This is the official GitHub repository for the paper "ZENA: Enhanced Anomaly-Based IDS for Smart Homes Automation Through Multilayer Artificial Neural Network" submitted to the Journal of Communications and Networks.

Overview

ZENA is an enhanced anomaly-based Intrusion Detection System (IDS) designed specifically for smart home automation environments. The system employs a multilayer artificial neural network to detect anomalous behaviors and potential security threats in smart home networks.

Architecture

ZENA implements a three-layer neural network architecture:

  • Input Layer: 30 features
  • First Hidden Layer: 128 neurons with ReLU activation
  • Second Hidden Layer: 32 neurons with ReLU activation
  • Output Layer: Binary classification (sigmoid activation)

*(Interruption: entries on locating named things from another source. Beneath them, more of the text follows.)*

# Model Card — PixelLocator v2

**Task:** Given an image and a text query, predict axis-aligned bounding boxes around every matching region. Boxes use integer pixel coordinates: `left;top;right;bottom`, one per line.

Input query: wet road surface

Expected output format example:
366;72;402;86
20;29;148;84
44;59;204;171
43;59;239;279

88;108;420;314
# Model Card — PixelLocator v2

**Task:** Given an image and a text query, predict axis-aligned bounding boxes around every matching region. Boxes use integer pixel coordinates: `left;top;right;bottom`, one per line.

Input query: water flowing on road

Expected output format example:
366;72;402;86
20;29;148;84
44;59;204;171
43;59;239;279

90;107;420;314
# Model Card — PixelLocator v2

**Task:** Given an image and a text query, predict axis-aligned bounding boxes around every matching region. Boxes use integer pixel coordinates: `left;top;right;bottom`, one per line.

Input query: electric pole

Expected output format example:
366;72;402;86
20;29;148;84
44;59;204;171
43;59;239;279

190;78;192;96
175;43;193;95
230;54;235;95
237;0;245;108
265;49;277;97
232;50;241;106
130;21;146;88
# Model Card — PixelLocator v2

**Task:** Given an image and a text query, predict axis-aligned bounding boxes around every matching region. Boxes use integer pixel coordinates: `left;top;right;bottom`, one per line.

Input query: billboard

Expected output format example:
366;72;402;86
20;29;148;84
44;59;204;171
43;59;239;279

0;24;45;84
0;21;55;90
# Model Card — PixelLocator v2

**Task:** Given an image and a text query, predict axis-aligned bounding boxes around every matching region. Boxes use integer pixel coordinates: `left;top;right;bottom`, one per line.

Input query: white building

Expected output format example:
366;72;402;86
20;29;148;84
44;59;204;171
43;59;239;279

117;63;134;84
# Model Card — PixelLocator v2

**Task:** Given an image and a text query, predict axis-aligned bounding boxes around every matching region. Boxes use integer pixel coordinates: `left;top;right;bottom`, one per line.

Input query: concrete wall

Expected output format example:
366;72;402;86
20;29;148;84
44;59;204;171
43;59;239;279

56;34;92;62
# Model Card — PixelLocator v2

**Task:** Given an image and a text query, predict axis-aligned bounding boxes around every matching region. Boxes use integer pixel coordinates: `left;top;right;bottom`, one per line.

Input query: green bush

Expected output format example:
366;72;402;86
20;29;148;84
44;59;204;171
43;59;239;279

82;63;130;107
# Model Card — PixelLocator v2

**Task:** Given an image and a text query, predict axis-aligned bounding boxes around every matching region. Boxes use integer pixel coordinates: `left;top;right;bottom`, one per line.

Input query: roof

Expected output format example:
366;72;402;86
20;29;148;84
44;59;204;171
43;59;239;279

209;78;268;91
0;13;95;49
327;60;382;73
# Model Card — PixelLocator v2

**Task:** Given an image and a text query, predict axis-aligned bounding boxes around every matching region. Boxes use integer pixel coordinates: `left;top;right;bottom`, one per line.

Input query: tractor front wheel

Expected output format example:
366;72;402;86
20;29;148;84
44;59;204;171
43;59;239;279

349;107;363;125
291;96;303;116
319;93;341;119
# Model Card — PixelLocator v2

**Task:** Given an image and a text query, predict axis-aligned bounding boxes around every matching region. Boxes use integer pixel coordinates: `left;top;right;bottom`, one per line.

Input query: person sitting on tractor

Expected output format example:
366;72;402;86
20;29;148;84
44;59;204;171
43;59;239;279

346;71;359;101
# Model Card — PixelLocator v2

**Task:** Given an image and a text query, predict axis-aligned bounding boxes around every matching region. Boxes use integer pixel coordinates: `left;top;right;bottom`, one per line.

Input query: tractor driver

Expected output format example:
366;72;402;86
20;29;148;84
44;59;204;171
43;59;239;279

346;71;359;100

The model uses momentum-based gradient descent optimization and supports multiple weight initialization methods (Xavier, He, random, zero).

Features

  • Multi-layer artificial neural network for anomaly detection
  • GPU acceleration support (optional, via CuPy)
  • Early stopping mechanism to prevent overfitting
  • Support for customizable hyperparameters
  • Model parameter saving and loading functionality
  • Comprehensive evaluation metrics (Accuracy, F1-Score)

Requirements

Required

  • Python 3.x
  • NumPy >= 1.19.0
  • Pandas >= 1.0.0
  • scikit-learn >= 0.23.0

Optional (GPU Support)

  • CuPy (for GPU acceleration)
    • For CUDA 11.x: pip install cupy-cuda11x
    • For CUDA 12.x: pip install cupy-cuda12x
    • If CuPy is not installed, the model will automatically use CPU (NumPy)

Installation

pip install -r requirements.txt

Usage

Training the Model

Train the ZENA model with default parameters:

python train.py

Train with custom parameters:

python train.py \
    --model_name ZENA \
    --input_size 30 \
    --hidden_size1 128 \
    --hidden_size2 32 \
    --learning_rate 0.03 \
    --iterations 100000 \
    --early_stopping_rounds 5000 \
    --tolerance 1e-4 \
    --init_method xavier \
    --momentum 0.9

Train with GPU acceleration (requires CuPy):

python train.py --use_gpu

Using the Model in Python

from model import ZENA
import numpy as np

# Initialize the model (CPU)
model = ZENA(
    input_size=30,
    hidden_size1=128,
    hidden_size2=32,
    learning_rate=0.03,
    iterations=100000,
    early_stopping_rounds=5000,
    tolerance=1e-4,
    init_method='xavier',
    momentum=0.9
)

# Initialize the model with GPU acceleration
model_gpu = ZENA(
    input_size=30,
    hidden_size1=128,
    hidden_size2=32,
    learning_rate=0.03,
    iterations=100000,
    early_stopping_rounds=5000,
    tolerance=1e-4,
    init_method='xavier',
    momentum=0.9,
    use_gpu=True  # Enable GPU acceleration
)

# Train the model
train_loss_history, val_loss_history = model.fit(X_train, Y_train, X_val, Y_val)

# Make predictions
predictions = model.predict(X_test)

# Save model parameters
model.save_params('params/ZENA_model.pkl')

# Load model parameters
model.load_params('params/ZENA_model.pkl')

Model Parameters

Parameter Default Description
input_size 30 Number of input features
hidden_size1 128 Number of neurons in the first hidden layer
hidden_size2 32 Number of neurons in the second hidden layer
learning_rate 0.03 Learning rate for gradient descent
iterations 100000 Maximum number of training iterations
early_stopping_rounds 5000 Number of rounds for early stopping
tolerance 1e-4 Minimum improvement threshold for early stopping
init_method 'xavier' Weight initialization method (xavier, he, random, zero)
momentum 0.9 Momentum coefficient for gradient descent
use_gpu False Enable GPU acceleration (requires CuPy)

GPU Acceleration

The model supports optional GPU acceleration through CuPy. If use_gpu=True is specified but CuPy is not installed, the model will automatically fall back to CPU (NumPy) with a warning message.

Installing CuPy:

  • For NVIDIA GPUs with CUDA 11.x: pip install cupy-cuda11x
  • For NVIDIA GPUs with CUDA 12.x: pip install cupy-cuda12x
  • For ROCm (AMD GPUs): pip install cupy-rocm-5-0 (or appropriate version)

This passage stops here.